Ein von Islamisten dominiertes Rebellenbündnis hatte die Region im Frühjahr 2015 erobert. Es war der letzte große militärische Erfolg der Aufständischen - wenige Monate später griff Russland auf Seiten des Regimes in den Konflikt ein. Seither sind die Rebellen landesweit auf dem Rückzug. Stärkste militärische Kraft in Idlib ist das islamistische Milizenbündnis Hayat Tahrir al-Sham (HTS). Diese Allianz wird von Kämpfern der früheren Nusra-Front dominiert, die einst zum Terrornetzwerk al-Qaida gehörte. Der Generalstabschef der russischen Armee, Waleri Gerassimow, rief die Zerschlagung der HTS zum wichtigsten Ziel seiner Truppen für dieses Jahr in Syrien aus.

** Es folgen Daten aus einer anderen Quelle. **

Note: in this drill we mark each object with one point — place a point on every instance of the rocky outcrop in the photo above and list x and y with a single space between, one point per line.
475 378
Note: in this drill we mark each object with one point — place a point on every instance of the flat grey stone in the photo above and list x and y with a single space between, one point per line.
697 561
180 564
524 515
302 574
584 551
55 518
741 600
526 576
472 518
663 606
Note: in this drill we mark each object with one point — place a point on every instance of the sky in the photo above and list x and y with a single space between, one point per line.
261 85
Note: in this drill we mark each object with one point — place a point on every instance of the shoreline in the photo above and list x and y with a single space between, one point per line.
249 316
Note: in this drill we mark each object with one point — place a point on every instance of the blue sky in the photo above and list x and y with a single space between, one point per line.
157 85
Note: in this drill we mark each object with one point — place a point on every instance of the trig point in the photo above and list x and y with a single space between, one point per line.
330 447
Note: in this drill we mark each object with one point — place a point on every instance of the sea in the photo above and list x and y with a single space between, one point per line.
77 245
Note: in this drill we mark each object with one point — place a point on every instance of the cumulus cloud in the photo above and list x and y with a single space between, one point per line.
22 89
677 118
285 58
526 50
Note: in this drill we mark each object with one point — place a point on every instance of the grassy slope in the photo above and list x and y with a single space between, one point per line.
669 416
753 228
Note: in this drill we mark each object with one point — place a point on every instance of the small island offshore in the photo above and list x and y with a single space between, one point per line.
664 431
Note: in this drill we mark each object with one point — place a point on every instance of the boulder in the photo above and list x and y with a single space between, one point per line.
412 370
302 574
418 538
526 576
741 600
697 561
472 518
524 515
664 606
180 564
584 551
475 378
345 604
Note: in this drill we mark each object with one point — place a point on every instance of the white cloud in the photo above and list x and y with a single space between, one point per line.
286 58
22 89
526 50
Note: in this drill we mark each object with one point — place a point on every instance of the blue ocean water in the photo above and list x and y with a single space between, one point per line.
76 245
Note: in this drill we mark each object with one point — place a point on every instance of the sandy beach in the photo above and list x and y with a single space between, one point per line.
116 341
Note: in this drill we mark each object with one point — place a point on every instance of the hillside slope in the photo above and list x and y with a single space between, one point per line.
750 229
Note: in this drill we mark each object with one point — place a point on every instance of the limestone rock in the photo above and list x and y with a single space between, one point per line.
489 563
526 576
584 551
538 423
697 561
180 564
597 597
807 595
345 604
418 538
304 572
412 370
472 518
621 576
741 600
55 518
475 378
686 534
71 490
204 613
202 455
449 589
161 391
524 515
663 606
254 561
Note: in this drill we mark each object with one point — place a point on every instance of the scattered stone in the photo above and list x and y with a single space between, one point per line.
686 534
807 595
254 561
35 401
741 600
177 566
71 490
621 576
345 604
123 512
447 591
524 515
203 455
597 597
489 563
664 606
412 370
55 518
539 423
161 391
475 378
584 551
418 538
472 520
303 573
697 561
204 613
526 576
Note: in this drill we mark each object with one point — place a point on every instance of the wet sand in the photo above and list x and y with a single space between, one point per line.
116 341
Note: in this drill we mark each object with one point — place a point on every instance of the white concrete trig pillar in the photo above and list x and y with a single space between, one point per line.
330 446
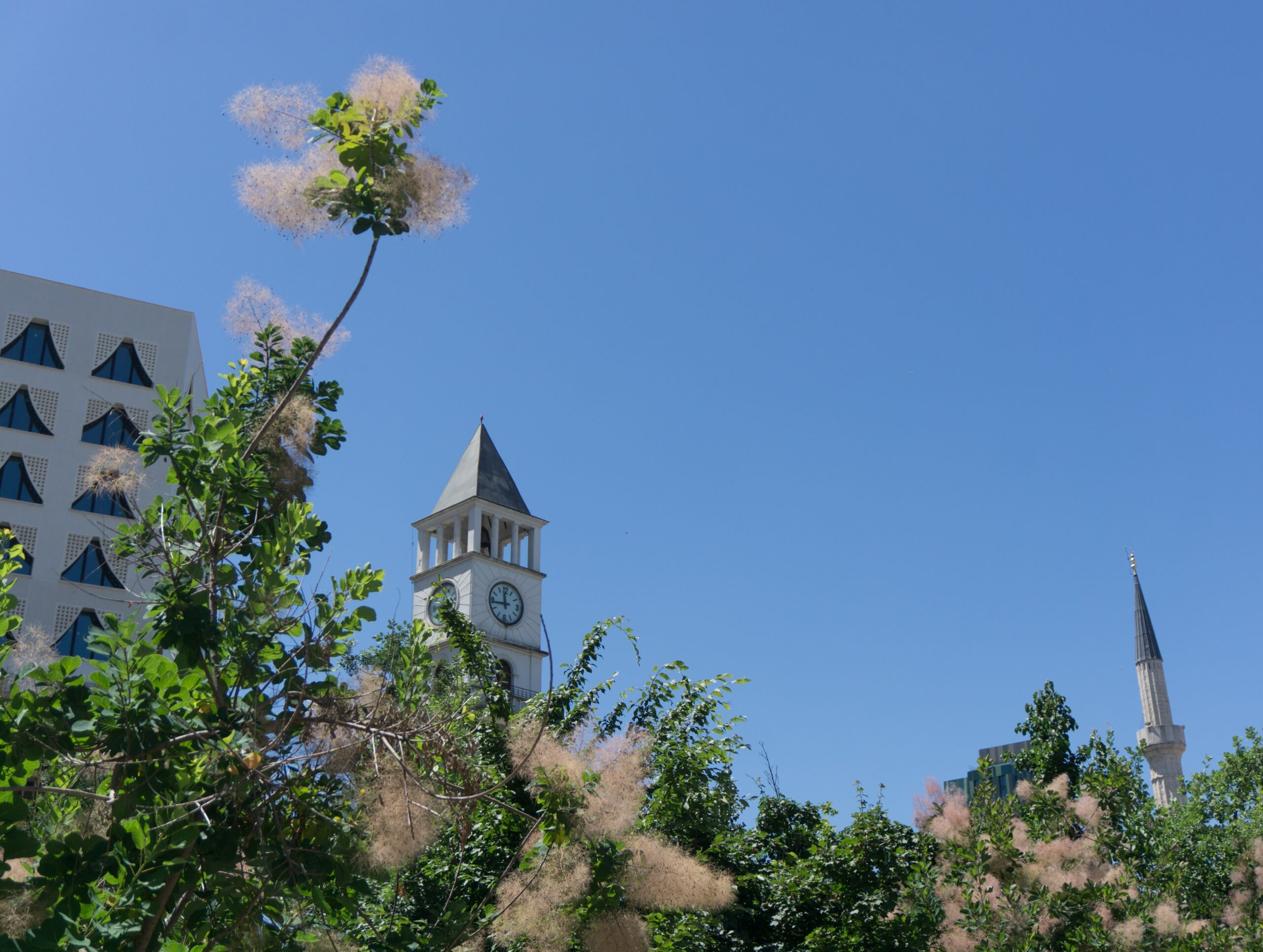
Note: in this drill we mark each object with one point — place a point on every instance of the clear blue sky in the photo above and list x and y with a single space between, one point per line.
845 345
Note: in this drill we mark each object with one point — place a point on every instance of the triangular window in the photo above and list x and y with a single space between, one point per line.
16 484
26 558
74 641
91 569
113 429
33 346
19 413
103 503
124 366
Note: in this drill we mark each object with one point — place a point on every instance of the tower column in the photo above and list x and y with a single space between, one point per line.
533 557
475 531
422 549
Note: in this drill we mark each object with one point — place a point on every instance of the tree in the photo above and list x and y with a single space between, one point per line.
1049 724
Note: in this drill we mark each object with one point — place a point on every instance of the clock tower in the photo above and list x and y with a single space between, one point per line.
481 547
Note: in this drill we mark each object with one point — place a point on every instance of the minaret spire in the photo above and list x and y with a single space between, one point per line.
1164 740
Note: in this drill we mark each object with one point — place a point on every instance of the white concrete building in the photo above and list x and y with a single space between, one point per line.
77 370
1164 739
481 546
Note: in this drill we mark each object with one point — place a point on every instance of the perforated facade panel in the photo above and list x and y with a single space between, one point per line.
37 468
107 344
75 546
46 405
16 325
148 354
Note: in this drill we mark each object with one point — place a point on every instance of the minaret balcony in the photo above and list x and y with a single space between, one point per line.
1161 735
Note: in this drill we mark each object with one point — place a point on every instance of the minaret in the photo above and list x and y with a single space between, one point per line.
1164 740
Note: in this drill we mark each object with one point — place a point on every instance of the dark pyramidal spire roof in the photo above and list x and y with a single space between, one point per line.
1146 642
483 474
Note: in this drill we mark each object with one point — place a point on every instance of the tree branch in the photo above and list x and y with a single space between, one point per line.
294 389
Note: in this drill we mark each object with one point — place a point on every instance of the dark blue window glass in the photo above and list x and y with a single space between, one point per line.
103 504
111 430
74 641
26 558
91 569
16 484
124 366
33 346
19 413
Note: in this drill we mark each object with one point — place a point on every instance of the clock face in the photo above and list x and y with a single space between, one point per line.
506 604
443 595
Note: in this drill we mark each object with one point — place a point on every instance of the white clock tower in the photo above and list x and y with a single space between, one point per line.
481 546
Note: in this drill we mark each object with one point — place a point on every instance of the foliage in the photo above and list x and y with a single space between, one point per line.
1047 725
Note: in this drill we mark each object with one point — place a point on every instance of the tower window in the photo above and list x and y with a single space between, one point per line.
16 484
91 569
111 429
19 413
74 641
103 503
124 366
33 346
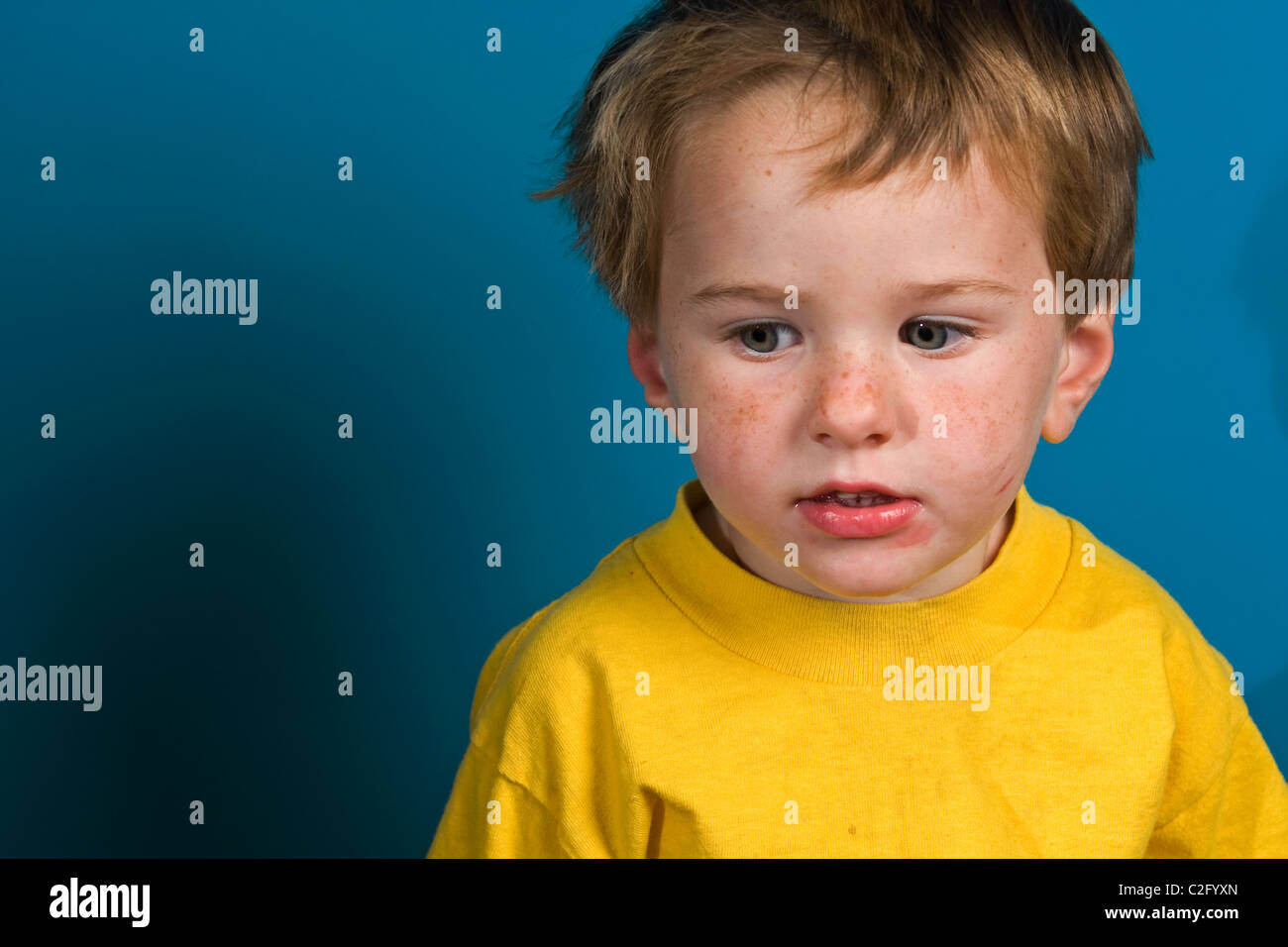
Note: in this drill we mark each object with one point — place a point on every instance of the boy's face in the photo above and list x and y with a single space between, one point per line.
845 386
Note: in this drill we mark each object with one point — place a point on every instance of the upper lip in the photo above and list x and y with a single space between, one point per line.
855 487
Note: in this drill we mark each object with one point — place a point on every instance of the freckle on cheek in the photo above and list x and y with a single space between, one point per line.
914 535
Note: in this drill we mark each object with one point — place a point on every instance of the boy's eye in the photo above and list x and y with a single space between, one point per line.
930 335
763 337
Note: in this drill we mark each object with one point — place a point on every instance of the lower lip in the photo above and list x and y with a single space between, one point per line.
858 522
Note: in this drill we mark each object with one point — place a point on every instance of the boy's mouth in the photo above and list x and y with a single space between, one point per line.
858 495
863 499
858 509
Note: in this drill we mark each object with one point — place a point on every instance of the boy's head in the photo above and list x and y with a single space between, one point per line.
894 189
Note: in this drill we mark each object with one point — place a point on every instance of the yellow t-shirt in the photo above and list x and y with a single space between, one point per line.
675 703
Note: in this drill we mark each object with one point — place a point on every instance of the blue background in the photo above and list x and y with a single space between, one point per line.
472 424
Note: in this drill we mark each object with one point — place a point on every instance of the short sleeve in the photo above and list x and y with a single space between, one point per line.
490 815
1241 814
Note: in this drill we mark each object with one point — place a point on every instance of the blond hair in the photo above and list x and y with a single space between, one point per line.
1057 125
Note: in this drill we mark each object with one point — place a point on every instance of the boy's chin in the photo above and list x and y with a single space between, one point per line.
844 585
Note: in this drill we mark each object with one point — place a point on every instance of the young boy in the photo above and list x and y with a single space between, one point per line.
858 634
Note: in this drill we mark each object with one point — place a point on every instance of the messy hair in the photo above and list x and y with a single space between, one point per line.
1016 80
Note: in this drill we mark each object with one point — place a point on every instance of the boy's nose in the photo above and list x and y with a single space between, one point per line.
853 403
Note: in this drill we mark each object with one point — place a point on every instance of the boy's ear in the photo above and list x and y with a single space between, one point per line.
642 352
1085 360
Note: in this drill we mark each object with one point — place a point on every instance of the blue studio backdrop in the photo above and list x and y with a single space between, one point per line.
326 556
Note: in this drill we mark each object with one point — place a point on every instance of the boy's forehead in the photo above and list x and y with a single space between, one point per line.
745 171
738 209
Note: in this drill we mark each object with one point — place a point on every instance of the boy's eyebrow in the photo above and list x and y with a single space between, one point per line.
764 292
951 287
755 292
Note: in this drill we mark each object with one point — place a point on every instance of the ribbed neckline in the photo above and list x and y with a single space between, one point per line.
845 642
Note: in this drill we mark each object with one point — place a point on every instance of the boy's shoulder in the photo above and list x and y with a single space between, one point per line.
1113 589
1115 594
568 641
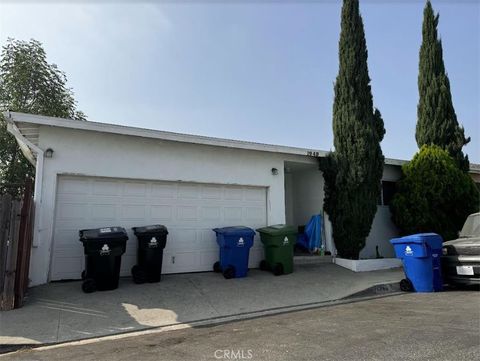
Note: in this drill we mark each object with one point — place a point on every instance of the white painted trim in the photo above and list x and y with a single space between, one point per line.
37 194
177 137
155 134
365 265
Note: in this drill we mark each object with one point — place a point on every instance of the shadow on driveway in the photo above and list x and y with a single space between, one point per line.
59 312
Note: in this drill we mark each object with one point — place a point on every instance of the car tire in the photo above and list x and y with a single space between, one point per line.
278 269
89 285
264 265
139 275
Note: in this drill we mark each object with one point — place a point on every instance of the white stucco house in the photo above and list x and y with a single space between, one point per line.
91 175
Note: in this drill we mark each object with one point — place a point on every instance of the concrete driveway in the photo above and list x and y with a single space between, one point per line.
411 326
60 312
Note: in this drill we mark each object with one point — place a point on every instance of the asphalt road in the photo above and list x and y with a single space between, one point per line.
441 326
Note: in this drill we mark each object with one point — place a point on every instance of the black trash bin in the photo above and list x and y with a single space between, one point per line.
151 242
103 248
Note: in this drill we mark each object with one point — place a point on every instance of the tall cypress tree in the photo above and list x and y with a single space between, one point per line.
354 170
436 119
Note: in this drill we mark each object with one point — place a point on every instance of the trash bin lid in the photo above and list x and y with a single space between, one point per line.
278 229
153 229
102 233
235 231
432 239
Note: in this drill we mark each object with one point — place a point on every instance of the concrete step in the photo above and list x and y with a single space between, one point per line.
311 259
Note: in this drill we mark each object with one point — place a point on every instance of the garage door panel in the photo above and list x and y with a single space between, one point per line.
133 212
233 194
212 213
106 188
164 190
134 189
212 192
161 212
189 211
185 191
74 186
72 211
103 212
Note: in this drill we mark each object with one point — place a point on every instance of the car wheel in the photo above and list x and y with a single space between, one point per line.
278 269
89 286
263 265
139 275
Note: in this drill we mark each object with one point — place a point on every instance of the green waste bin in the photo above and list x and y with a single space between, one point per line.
278 242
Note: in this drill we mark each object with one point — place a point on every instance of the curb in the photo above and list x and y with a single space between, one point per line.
374 292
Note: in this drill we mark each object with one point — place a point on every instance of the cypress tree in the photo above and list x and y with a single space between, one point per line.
436 119
354 170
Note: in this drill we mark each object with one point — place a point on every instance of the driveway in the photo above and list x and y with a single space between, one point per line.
413 326
60 312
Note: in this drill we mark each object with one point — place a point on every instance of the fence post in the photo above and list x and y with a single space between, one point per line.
5 206
24 244
8 296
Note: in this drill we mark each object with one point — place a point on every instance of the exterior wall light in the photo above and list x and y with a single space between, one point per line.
49 153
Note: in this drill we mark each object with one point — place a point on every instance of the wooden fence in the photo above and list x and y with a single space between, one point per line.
16 226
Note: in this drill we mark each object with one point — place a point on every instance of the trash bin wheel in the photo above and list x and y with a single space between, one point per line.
139 275
229 272
89 285
278 269
406 285
263 265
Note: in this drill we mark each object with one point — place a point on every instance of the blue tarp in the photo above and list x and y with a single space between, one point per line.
311 239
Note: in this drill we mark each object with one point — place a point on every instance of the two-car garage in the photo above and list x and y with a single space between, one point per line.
97 175
188 210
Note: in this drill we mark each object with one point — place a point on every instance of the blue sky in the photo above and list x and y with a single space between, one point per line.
258 71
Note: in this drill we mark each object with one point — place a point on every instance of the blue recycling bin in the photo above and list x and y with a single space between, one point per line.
235 244
420 254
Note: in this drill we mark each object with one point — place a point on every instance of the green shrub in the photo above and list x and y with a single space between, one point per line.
434 195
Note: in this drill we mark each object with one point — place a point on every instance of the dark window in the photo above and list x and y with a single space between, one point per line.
388 191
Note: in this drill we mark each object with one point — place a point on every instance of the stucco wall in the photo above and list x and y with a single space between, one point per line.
383 228
108 155
307 194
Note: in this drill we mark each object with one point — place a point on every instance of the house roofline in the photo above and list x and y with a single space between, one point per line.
179 137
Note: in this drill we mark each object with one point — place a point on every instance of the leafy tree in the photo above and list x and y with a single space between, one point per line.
437 122
434 195
29 84
354 170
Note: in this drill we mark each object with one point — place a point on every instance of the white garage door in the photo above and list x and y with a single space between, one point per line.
188 210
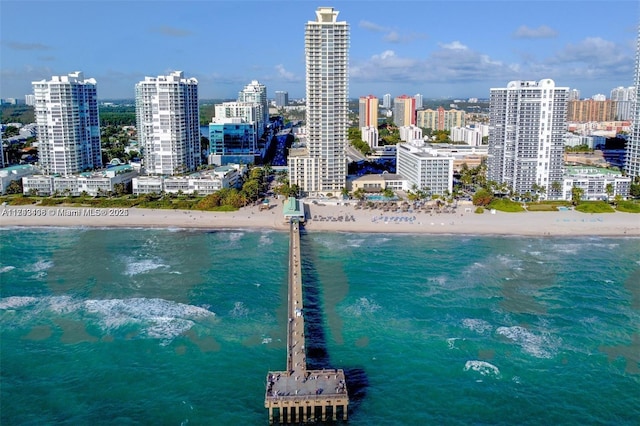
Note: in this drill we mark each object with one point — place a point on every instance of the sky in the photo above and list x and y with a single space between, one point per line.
440 49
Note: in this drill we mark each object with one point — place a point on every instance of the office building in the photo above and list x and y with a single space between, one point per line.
66 113
527 122
404 111
282 98
168 121
256 93
322 167
632 159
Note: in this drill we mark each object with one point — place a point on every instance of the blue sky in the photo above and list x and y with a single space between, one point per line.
436 48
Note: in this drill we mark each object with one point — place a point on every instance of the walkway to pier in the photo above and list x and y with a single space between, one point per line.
297 394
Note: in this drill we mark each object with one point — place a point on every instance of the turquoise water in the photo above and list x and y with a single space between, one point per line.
135 326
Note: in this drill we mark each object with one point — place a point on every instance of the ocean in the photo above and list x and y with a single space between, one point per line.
180 327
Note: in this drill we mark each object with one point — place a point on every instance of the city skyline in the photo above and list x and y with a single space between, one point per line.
439 49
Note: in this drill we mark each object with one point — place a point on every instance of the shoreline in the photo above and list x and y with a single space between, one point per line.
333 218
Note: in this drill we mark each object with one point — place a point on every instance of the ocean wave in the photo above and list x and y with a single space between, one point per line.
537 345
143 266
362 306
159 319
477 325
482 367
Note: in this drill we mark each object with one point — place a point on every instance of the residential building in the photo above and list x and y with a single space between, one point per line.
94 183
9 174
527 122
256 93
168 121
418 97
282 98
404 111
386 101
66 113
440 119
322 168
591 110
632 160
368 111
596 183
424 167
231 140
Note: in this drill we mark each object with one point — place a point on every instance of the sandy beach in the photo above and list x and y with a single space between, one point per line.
335 218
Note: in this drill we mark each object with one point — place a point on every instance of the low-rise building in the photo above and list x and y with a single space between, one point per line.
95 183
9 174
425 167
595 182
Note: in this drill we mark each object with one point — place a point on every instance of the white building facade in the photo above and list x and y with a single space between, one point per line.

Den IS-Terroristen gelingt ein Comeback in Idlib

Im Schatten der syrischen Regierungstruppen hat auch der IS in den vergangenen Wochen Geländegewinne im Nordwesten Syriens erzielt. Wenige Wochen nachdem Iran, Syrien und Russland die Terrormiliz im Land offiziell für besiegt erklärten, hat sie mehrere Dörfer in Idlib unter ihre Kontrolle gebracht. Mehrere Hundert Dschihadisten sollen in dem Gebiet für den IS kämpfen. Sie gelangten entweder mit Hilfe von Schleppern aus anderen Landesteilen durch Regierungsgebiete in die IS-Enklave oder sie sind sogenannte Schläfer, die nun den Zeitpunkt zum offenen Kampf gekommen sehen.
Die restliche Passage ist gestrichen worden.